確かに最近の学生に将来は何になりたいか聞いても、「わかりません」「就職活動をしながら考えます」といった意見が多いです。私は今、1年生の化学の授業を担当しているんですが、4月の初めの講義で「なるべく早く将来何になりたいか、目標を決めなさい」と言っています。4年生になる3年後には、嫌でも決める時がやってくるわけですから。もちろん就職するにしろ、大学院に進学するにしろ、希望がかなわなければどうにもならないわけですが、ちょっと難しく考えすぎているのかもしれませんね。そんなことを言っていたら何も始まりません。目標は変わってもいいんです。小学生の頃には、野球選手になりたいとか、宇宙飛行士になりたいとか簡単に言えたはずです。でも次の日には別の仕事に変わっているかもしれない。それでいいんじゃないでしょうか。目標がないと、どう頑張っていいかわからないし、モチベーションもあがりません。逆に目標があれば、そのためには何を勉強したらいいか考えることが出来ます。確かに、今の時代は職業の種類がたくさんありますし、その情報に簡単に触れることが出来るようになっているので、選ぶのも大変でしょうが。
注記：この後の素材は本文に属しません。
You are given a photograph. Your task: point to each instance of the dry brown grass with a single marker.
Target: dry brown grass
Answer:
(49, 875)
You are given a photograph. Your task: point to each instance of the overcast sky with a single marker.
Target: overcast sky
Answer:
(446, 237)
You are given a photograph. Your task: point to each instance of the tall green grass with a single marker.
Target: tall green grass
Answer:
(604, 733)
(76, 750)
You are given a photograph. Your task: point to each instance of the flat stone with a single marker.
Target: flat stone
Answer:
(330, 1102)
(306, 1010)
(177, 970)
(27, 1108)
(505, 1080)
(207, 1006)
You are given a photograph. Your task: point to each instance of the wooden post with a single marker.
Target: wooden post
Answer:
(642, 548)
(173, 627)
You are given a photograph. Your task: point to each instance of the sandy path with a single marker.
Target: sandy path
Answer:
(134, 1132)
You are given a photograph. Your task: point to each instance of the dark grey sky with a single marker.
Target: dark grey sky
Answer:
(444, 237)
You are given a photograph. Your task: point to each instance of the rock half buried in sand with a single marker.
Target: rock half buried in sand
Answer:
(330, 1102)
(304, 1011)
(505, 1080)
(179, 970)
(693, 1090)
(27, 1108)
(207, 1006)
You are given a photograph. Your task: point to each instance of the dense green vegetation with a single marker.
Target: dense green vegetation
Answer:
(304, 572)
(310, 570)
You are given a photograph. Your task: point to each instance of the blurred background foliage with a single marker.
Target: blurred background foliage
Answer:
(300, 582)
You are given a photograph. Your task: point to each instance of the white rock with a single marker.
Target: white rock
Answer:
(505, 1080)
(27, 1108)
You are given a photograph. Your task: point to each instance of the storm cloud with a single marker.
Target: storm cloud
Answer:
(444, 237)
本当にその通りですね。難しい問題ですが、せめてこの記事で研究者に憧れる人が増えてくれるといいと思います。
本日はどうもありがとうございました。
インタビューを終えて
前向きでキラキラした先生の様子がとても印象的なインタビューでした。「好きなことを続けていたら最先端の研究者になっていた!」という小松先生の生き方に、これから進路を決めていく学生さんや、もちろん大人の皆さんも何か感じることがあるかもしれません。
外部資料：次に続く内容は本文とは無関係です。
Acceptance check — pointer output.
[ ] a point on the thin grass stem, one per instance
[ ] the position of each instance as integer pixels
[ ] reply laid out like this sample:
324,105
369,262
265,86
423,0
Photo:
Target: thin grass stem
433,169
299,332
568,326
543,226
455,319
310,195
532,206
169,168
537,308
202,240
研究室に所属する学生さんにもお話を伺いましたが、皆さん口をそろえて、「小松先生は研究に対して非常に熱い」「何でも相談に乗ってくださるし、すごく面倒見の良い先生」と仰っていました。こんなに素敵な先生のもとで研究が出来るなんて、とても幸せなことですね。
今後も小松教授のご活躍に期待しましょう!
輸血液の代替物となる人工酸素運搬体の開発は、次世代医療の最重要課題です。日本は世界最高レベルの献血・輸血システムを備えていますが、今後、少子高齢化により献血者層人口が減少すると、2027年には年間89万人分の血液が不足すると予測されています。また、輸血液の保存期間は3週間と短いため、大震災などの大規模災害時に十分量の血液が確保できない可能性もあり、輸血液を補完し得る人工酸素運搬体の実現が強く望まれています。このような社会的背景のもと、中央大学・小松教授の研究グループは2013年に新しい人工酸素運搬体(ヘモグロビン-アルブミン)クラスターを開発しました。(ヘモグロビン-アルブミン)クラスターは、血液の二大成分であるヘモグロビンとアルブミンというタンパク質を化学的に結合したものです。動物実験から、副作用のない安全な物質であること、生体内で赤血球と同じように酸素を輸送できることが証明されています。また小松教授は2013年から宇宙実験に参画しており、製剤化に向けた安全性・有効性に関する知見獲得を目指しています。